I have to say that even though I originally created *Mathematica* 25 years ago, I’m just constantly amazed at all the things it makes possible, here and now. For me, and all of us at Wolfram Research, *Mathematica* has become not just a software system, but a whole way of thinking about computing. You know, outside the company, I often run in to people who tell me that they’re doing this or that project. And I say, “Well, you should be using *Mathematica* for that.” They say, “Really?” Then they actually try it. And I hear back from them “Wow. I had no idea that could work. I had no idea anything could do that.”
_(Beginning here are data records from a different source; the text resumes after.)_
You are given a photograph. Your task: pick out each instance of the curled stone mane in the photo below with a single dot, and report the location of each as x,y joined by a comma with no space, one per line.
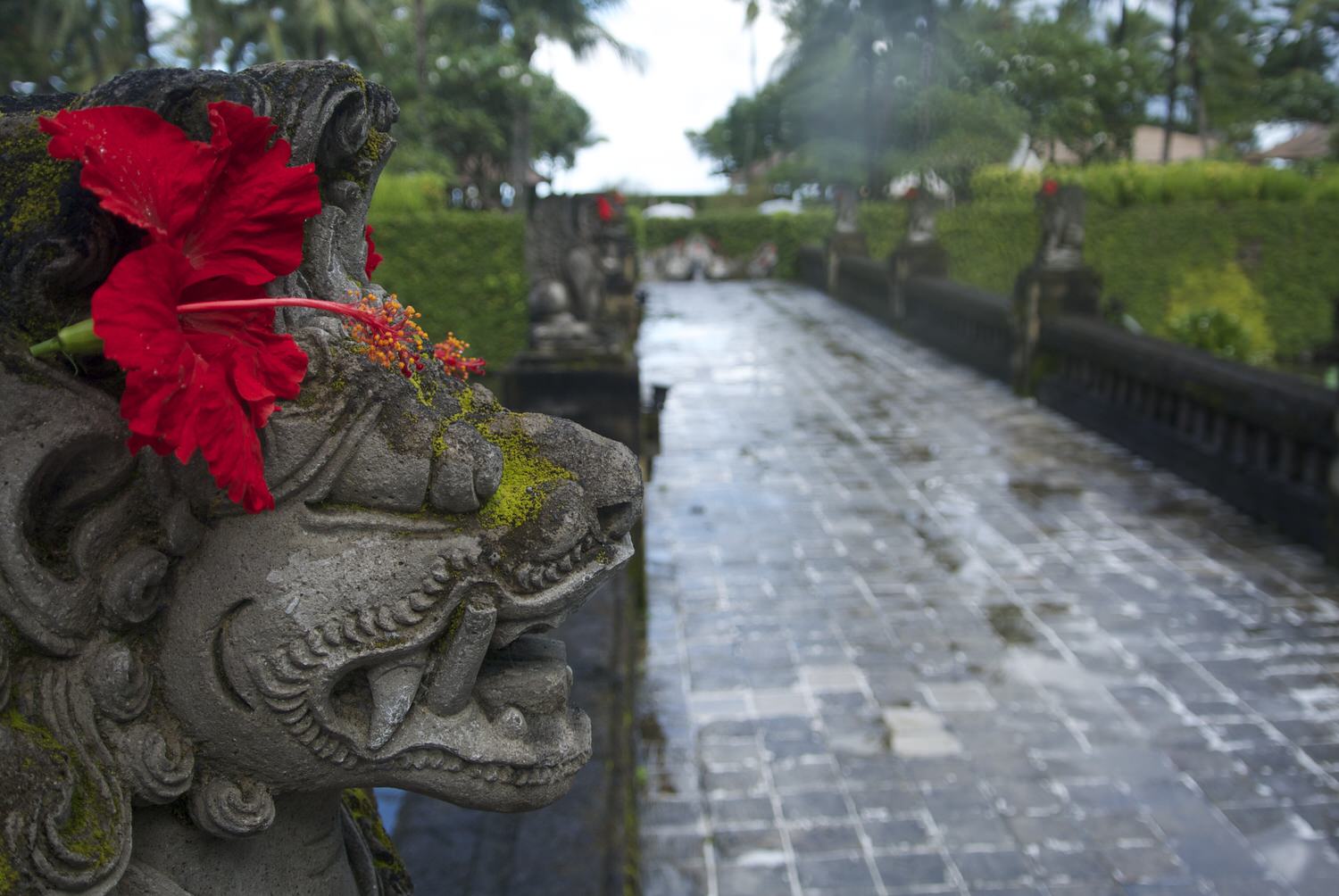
177,676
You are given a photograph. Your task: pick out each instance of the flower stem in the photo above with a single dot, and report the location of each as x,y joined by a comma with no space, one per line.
75,339
283,302
79,339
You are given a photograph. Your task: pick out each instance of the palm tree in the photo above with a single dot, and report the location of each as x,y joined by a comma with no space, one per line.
1173,77
570,21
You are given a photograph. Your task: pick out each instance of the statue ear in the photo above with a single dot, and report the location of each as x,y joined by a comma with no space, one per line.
63,460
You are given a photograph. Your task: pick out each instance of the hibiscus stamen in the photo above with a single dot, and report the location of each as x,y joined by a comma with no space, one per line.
450,351
387,331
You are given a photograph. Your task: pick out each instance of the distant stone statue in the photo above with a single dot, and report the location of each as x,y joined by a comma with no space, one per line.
1062,228
923,209
190,697
567,273
845,201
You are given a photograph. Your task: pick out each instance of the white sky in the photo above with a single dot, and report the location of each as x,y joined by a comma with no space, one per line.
696,64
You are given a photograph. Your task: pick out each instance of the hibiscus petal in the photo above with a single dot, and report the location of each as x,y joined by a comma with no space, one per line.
374,257
249,225
203,385
141,168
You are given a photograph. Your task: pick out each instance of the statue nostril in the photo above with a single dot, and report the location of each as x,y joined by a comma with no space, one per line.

And, to me as a system designer, often what happened was pretty satisfying: they just tried the obvious thing—the most clean and direct way of attacking their project in *Mathematica*. And it just worked. And they were able to go all the way from beginning to end just using *Mathematica*.

Well, I think I should wrap up here. I hope through today you’ll have a chance to learn a little more about *Mathematica*. We’re very proud of *Mathematica* and of what so many people have been able to do with *Mathematica* over the years. Though you haven’t seen anything yet!

Thanks.

## 4 Comments

I can’t imagine a scientist not being versed in Mathematica these days. Mathematica seems to have become the very environment of science since so much depends on statistics and interpretation. But I have a practical question: Was Mathematica used by CERN for the OPERA experiments and the calculations of FTL neutrinos? It’s hard to imagine a “systemic error” from within Mathematica. Is Mathematica playing a part in this possibly paradigm-shattering experiment?

The only problem with dynamic documents made available by CDF is that you can no longer do without them! You can not imagine any more a “static” document and automatically you look for the sliders.

When will the CDF player be available for iPad?

Thanks for making Mathematica.

I remember the days when “scientists” had programmers to do their computer work, but in those days, computers weren’t for everyone, :) [I refer to mid-eighties]

Actually, I was hoping with the “vision” of Mathematica maybe you would be telling something of the FUTURE of MAthematica, like hints of what will be in Mathematica 9 & 10 when they come out. Is there somewhere that such prognostications is listed and/or a timeline to the next version?